Do ponto de vista jornalístico, estamos a falar de um desastre.
Objetivamente. Se, como se lia numa vinheta satírica, o vencedor não for
determinado por quem dá a resposta correta mas por quem grita mais alto
e mais rápido, mesmo que esteja errado, os factos não valem nada.
É preocupante, por isso, que no debate público se valorize cada vez
mais o volume em detrimento do conteúdo, o ruído em vez da substância e
as circunstâncias em vez da verdade. E escusamos de apontar o dedo: nas
nossas próprias navegações pelas caixas de comentários ou pelas redes
sociais, mais do que uma vez teremos cedido à tentação da indignação
cega, mais interessada em desqualificar o outro do que em debater
argumentos e opiniões fundamentadas.
A pós-verdade aparece muitas vezes de braço dado ao insulto. Não
interessa se os argumentos são falsos. Se os factos contradizem o que se
diz. Nada se sobrepõe, aparentemente, ao direito à indignação, mesmo ao
disparate. Contradizer factos? Para quê? Só é necessário valorizar as
emoções e as opiniões pessoais…
Não posso deixar de pensar nisso quando algumas figuras políticas se
lembram de responder a trabalhos jornalísticos após estes terem sido
publicados, sem que antes tenham manifestado qualquer intenção de
atender às solicitações de quem os interpelava. Ou pior, quando as redes
sociais se inundam de comentários desumanos, cruéis, absurdos, perante
dramas alheios. Se a humanidade pós-verdade for algo parecido com isto,
estamos claramente a ir por um mau caminho.

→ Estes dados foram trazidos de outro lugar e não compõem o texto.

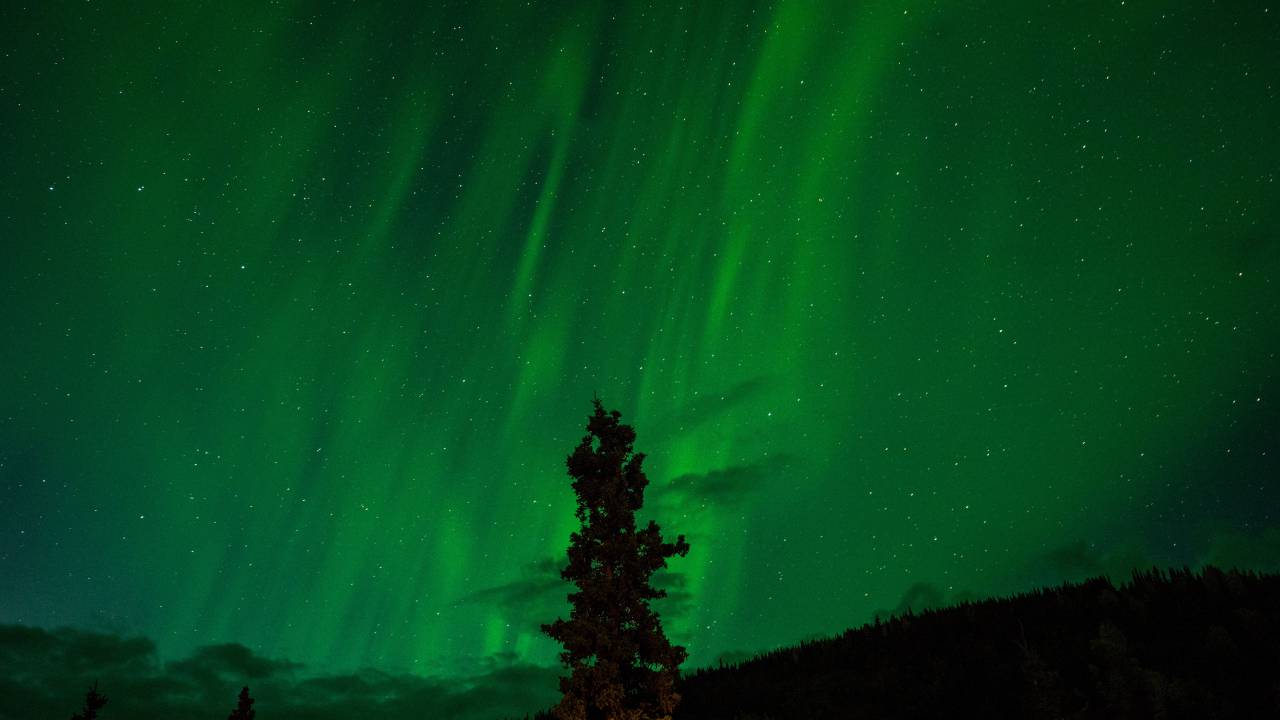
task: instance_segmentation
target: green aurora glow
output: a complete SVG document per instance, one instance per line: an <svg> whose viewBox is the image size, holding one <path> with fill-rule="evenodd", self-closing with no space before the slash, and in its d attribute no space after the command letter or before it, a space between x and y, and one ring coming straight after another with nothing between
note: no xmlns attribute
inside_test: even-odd
<svg viewBox="0 0 1280 720"><path fill-rule="evenodd" d="M593 391L690 665L1276 566L1275 8L236 5L4 13L0 621L553 662Z"/></svg>

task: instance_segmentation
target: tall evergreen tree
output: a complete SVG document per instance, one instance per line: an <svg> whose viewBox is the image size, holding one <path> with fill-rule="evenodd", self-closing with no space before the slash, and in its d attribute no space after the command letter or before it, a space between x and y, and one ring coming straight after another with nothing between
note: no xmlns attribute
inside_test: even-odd
<svg viewBox="0 0 1280 720"><path fill-rule="evenodd" d="M561 577L573 583L570 619L543 625L564 647L559 720L667 719L680 702L675 691L685 648L673 646L649 602L666 597L653 574L667 559L689 552L685 536L668 543L658 524L636 528L649 484L643 452L632 452L636 433L605 413L599 398L588 434L568 456L577 496L579 532L570 536L568 565Z"/></svg>
<svg viewBox="0 0 1280 720"><path fill-rule="evenodd" d="M72 720L97 720L97 711L106 705L106 697L99 694L97 682L84 693L84 708L72 715Z"/></svg>
<svg viewBox="0 0 1280 720"><path fill-rule="evenodd" d="M253 698L248 697L248 685L241 688L239 702L236 703L236 710L227 716L227 720L253 720L256 711L253 710Z"/></svg>

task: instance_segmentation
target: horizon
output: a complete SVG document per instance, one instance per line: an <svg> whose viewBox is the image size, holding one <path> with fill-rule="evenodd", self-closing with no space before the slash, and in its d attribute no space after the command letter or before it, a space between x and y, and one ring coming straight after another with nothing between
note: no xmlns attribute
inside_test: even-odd
<svg viewBox="0 0 1280 720"><path fill-rule="evenodd" d="M8 15L0 626L553 667L595 392L686 669L1280 570L1265 4Z"/></svg>

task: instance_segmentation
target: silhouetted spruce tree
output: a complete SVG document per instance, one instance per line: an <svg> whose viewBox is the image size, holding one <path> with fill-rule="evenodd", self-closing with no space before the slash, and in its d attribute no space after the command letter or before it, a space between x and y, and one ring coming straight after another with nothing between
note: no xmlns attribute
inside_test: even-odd
<svg viewBox="0 0 1280 720"><path fill-rule="evenodd" d="M106 705L106 698L97 693L97 682L84 693L84 708L72 715L72 720L96 720L97 711Z"/></svg>
<svg viewBox="0 0 1280 720"><path fill-rule="evenodd" d="M248 697L248 685L241 689L239 702L236 703L236 710L227 716L227 720L253 720L253 698Z"/></svg>
<svg viewBox="0 0 1280 720"><path fill-rule="evenodd" d="M581 528L570 536L568 565L561 577L573 583L570 619L543 625L564 646L559 720L652 720L669 717L680 702L675 683L685 648L671 644L662 620L649 607L666 597L654 571L667 559L689 552L685 536L663 542L657 523L636 529L635 514L649 484L643 452L632 452L636 433L605 413L599 398L588 434L568 456Z"/></svg>

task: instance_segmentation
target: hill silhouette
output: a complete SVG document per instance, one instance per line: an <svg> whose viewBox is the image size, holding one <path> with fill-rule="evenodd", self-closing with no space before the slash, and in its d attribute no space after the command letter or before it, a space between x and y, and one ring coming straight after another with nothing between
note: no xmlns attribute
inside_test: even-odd
<svg viewBox="0 0 1280 720"><path fill-rule="evenodd" d="M680 692L676 720L1276 717L1280 575L1149 570L908 612Z"/></svg>

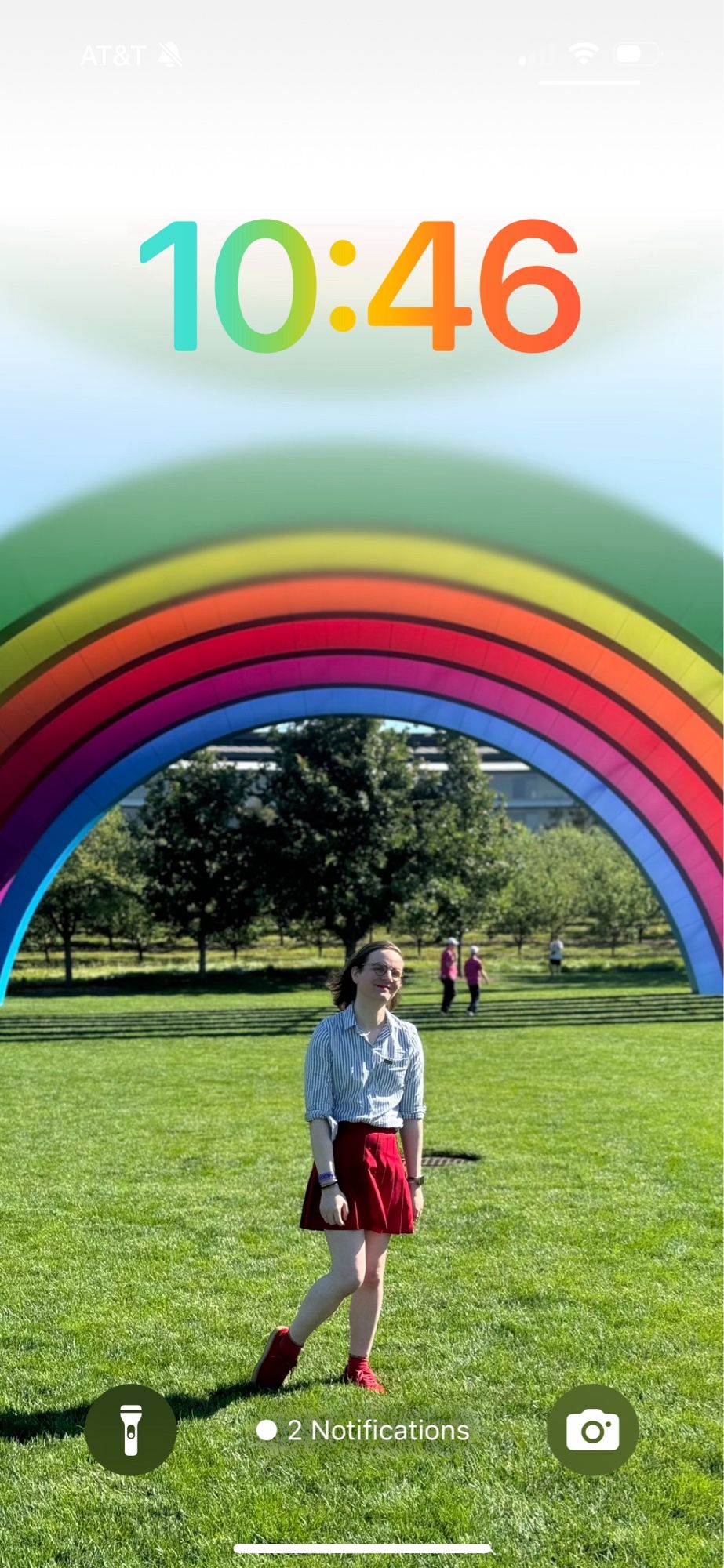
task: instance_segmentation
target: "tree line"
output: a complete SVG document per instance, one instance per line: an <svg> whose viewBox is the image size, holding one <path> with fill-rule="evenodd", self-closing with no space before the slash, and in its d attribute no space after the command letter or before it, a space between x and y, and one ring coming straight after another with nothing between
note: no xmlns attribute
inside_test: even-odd
<svg viewBox="0 0 724 1568"><path fill-rule="evenodd" d="M541 928L589 919L611 952L661 920L649 884L608 833L512 823L472 740L434 734L425 768L404 732L373 718L307 720L270 734L254 775L199 753L154 778L132 822L111 811L58 872L28 941L60 942L72 978L78 935L149 946L191 938L237 956L262 928L338 942L373 927L423 942L487 930L519 952Z"/></svg>

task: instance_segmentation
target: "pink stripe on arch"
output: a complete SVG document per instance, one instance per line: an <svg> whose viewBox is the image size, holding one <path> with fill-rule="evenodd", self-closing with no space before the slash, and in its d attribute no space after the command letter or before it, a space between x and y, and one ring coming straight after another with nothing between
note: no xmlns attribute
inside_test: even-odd
<svg viewBox="0 0 724 1568"><path fill-rule="evenodd" d="M105 773L119 756L196 712L223 707L244 696L306 685L378 685L382 688L382 715L384 688L407 687L511 718L563 746L600 773L650 823L696 886L711 927L721 936L721 878L716 866L677 808L616 746L541 698L486 676L379 654L312 654L246 665L224 674L207 676L111 721L66 757L53 775L42 779L8 818L3 831L6 853L0 866L0 881L17 869L63 806L92 778Z"/></svg>

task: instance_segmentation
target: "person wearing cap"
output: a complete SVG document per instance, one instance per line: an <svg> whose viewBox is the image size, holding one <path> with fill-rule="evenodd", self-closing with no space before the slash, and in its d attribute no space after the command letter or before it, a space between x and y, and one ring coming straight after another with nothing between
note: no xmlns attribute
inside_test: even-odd
<svg viewBox="0 0 724 1568"><path fill-rule="evenodd" d="M465 980L467 980L467 989L470 991L470 1005L467 1010L467 1016L475 1018L480 1002L480 982L483 980L484 985L491 985L491 980L486 975L483 963L478 956L478 949L475 947L475 942L470 947L470 958L465 958Z"/></svg>
<svg viewBox="0 0 724 1568"><path fill-rule="evenodd" d="M440 1013L450 1013L454 1002L454 982L458 980L458 942L448 936L440 953L442 1007Z"/></svg>

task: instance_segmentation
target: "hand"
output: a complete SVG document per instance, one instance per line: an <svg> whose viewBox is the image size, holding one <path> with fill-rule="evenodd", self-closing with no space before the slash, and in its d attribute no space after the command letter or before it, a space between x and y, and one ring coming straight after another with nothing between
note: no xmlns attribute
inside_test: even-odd
<svg viewBox="0 0 724 1568"><path fill-rule="evenodd" d="M425 1209L425 1193L423 1193L422 1187L412 1187L411 1185L409 1195L412 1198L412 1214L414 1214L415 1220L418 1220L420 1215L422 1215L422 1212L423 1212L423 1209Z"/></svg>
<svg viewBox="0 0 724 1568"><path fill-rule="evenodd" d="M345 1225L349 1204L340 1187L324 1187L320 1200L320 1214L324 1225Z"/></svg>

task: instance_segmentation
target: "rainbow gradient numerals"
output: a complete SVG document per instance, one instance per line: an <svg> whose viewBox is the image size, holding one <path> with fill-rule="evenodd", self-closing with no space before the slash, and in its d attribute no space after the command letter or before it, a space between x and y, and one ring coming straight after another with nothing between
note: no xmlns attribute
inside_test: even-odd
<svg viewBox="0 0 724 1568"><path fill-rule="evenodd" d="M287 252L291 268L291 304L287 320L271 332L259 332L249 326L240 303L240 267L246 251L255 240L274 240ZM555 267L522 267L506 278L505 263L511 249L520 240L544 240L558 254L574 254L575 240L567 229L545 218L523 218L509 223L491 240L480 271L480 303L483 318L494 337L505 348L520 354L544 354L559 348L575 332L581 314L578 290L566 273ZM433 301L426 306L395 304L396 295L415 270L418 260L433 251ZM150 262L161 251L174 252L174 348L180 351L197 347L197 227L194 223L169 223L141 245L141 262ZM345 260L340 260L340 251ZM335 254L337 252L337 254ZM348 240L337 240L331 257L338 265L348 265L356 249ZM517 289L536 284L547 289L556 301L556 317L541 332L522 332L508 318L508 301ZM254 354L277 354L291 348L304 337L317 304L317 268L312 251L298 229L276 218L255 218L243 223L224 240L216 262L215 279L216 312L224 332ZM354 323L354 312L338 306L331 314L331 326L346 332ZM454 348L456 328L472 326L470 306L454 299L454 223L418 223L415 232L403 246L389 273L379 284L367 310L368 326L429 326L436 353Z"/></svg>

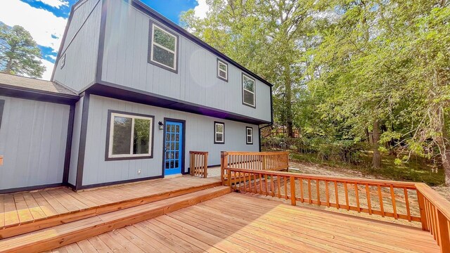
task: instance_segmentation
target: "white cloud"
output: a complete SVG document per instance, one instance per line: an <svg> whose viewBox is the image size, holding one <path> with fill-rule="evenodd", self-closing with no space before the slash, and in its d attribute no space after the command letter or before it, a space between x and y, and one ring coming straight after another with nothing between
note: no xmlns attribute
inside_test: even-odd
<svg viewBox="0 0 450 253"><path fill-rule="evenodd" d="M62 6L69 6L69 2L61 0L39 0L40 2L48 4L52 7L60 8Z"/></svg>
<svg viewBox="0 0 450 253"><path fill-rule="evenodd" d="M41 59L42 65L46 67L45 72L42 74L42 79L50 80L51 78L51 72L53 71L54 64L45 59Z"/></svg>
<svg viewBox="0 0 450 253"><path fill-rule="evenodd" d="M206 13L210 11L210 6L206 4L206 0L197 0L198 5L194 8L195 16L200 18L206 18Z"/></svg>
<svg viewBox="0 0 450 253"><path fill-rule="evenodd" d="M43 2L60 1L42 0ZM53 13L30 6L19 0L0 1L0 21L9 26L20 25L31 34L36 42L57 52L61 41L67 19ZM52 38L52 35L57 39Z"/></svg>

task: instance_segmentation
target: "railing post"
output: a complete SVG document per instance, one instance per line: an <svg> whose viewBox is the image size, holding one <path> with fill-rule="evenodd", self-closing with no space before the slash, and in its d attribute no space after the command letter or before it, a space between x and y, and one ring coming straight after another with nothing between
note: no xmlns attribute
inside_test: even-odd
<svg viewBox="0 0 450 253"><path fill-rule="evenodd" d="M437 236L440 242L441 252L450 252L450 235L449 234L449 222L447 219L437 209Z"/></svg>
<svg viewBox="0 0 450 253"><path fill-rule="evenodd" d="M262 170L266 170L266 155L262 155Z"/></svg>
<svg viewBox="0 0 450 253"><path fill-rule="evenodd" d="M225 168L228 167L228 153L226 151L221 151L220 153L220 179L222 181L222 186L225 185ZM230 178L228 178L229 182L230 182ZM231 184L229 184L231 186Z"/></svg>
<svg viewBox="0 0 450 253"><path fill-rule="evenodd" d="M417 200L419 204L419 212L420 214L420 223L422 223L422 230L425 231L430 231L428 224L427 223L427 214L425 212L425 200L423 198L423 195L422 195L422 193L420 193L418 190L416 190L416 192Z"/></svg>
<svg viewBox="0 0 450 253"><path fill-rule="evenodd" d="M205 160L203 161L203 165L205 166L203 170L203 178L206 179L207 176L207 170L208 170L208 153L205 153L204 155Z"/></svg>
<svg viewBox="0 0 450 253"><path fill-rule="evenodd" d="M297 205L297 200L295 199L295 178L291 176L289 181L290 181L290 204L292 205Z"/></svg>

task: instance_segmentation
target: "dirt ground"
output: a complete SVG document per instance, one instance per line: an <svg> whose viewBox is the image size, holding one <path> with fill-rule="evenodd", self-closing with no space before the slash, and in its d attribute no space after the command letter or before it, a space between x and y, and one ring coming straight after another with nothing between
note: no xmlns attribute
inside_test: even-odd
<svg viewBox="0 0 450 253"><path fill-rule="evenodd" d="M351 169L319 165L309 162L296 162L290 161L289 166L290 168L294 169L293 170L297 169L299 173L304 174L332 176L347 176L354 178L392 180L391 179L383 179L380 177L369 176L368 175L363 175L359 171L356 171ZM442 196L444 196L444 197L447 199L447 200L450 201L450 187L434 186L432 188Z"/></svg>

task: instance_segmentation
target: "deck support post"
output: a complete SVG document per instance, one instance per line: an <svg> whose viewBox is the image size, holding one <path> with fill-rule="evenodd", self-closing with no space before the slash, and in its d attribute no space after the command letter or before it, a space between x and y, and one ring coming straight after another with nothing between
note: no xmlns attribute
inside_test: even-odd
<svg viewBox="0 0 450 253"><path fill-rule="evenodd" d="M297 200L295 199L295 178L290 176L289 179L290 182L290 204L297 205Z"/></svg>
<svg viewBox="0 0 450 253"><path fill-rule="evenodd" d="M450 252L450 235L449 234L449 221L447 218L438 209L436 210L437 218L437 236L439 237L441 252Z"/></svg>

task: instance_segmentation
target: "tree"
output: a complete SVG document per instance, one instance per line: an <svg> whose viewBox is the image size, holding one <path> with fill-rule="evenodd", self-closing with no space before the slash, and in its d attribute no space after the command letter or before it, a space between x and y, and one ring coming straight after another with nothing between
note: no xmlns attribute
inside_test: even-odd
<svg viewBox="0 0 450 253"><path fill-rule="evenodd" d="M193 11L181 17L195 35L274 84L274 117L286 126L290 137L314 1L210 0L205 19Z"/></svg>
<svg viewBox="0 0 450 253"><path fill-rule="evenodd" d="M40 78L46 70L41 51L23 27L0 24L0 72Z"/></svg>

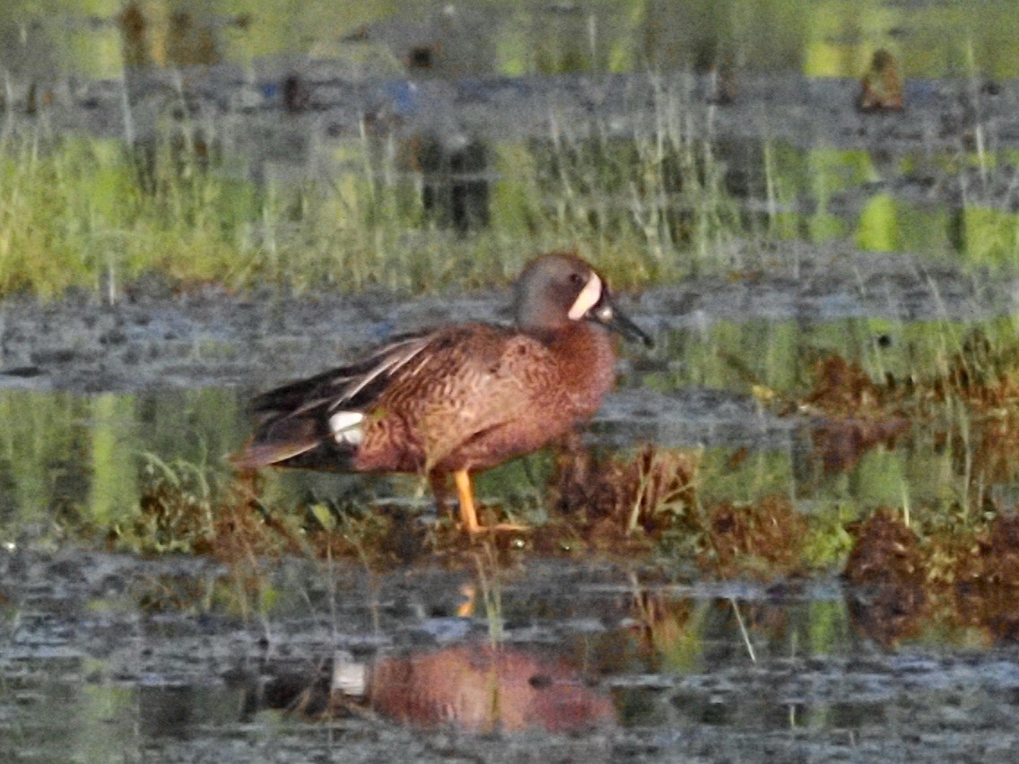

Permitam-me uma nota final para evocar as vítimas da queda do avião que
transportava a equipa da Associação Chapecoense de Futebol para o maior
jogo da história do clube. Morreram muitas pessoas, incluindo muitos
colegas de profissão que, por certo, estariam entusiasmados com a
oportunidade de acompanhar este evento. Respeitaremos a sua memória.
Foi sensível e respeitadora a reação da Igreja Católica a esta
tragédia, na plena compreensão de que o futebol nunca é “só futebol”.
#ForçaChape.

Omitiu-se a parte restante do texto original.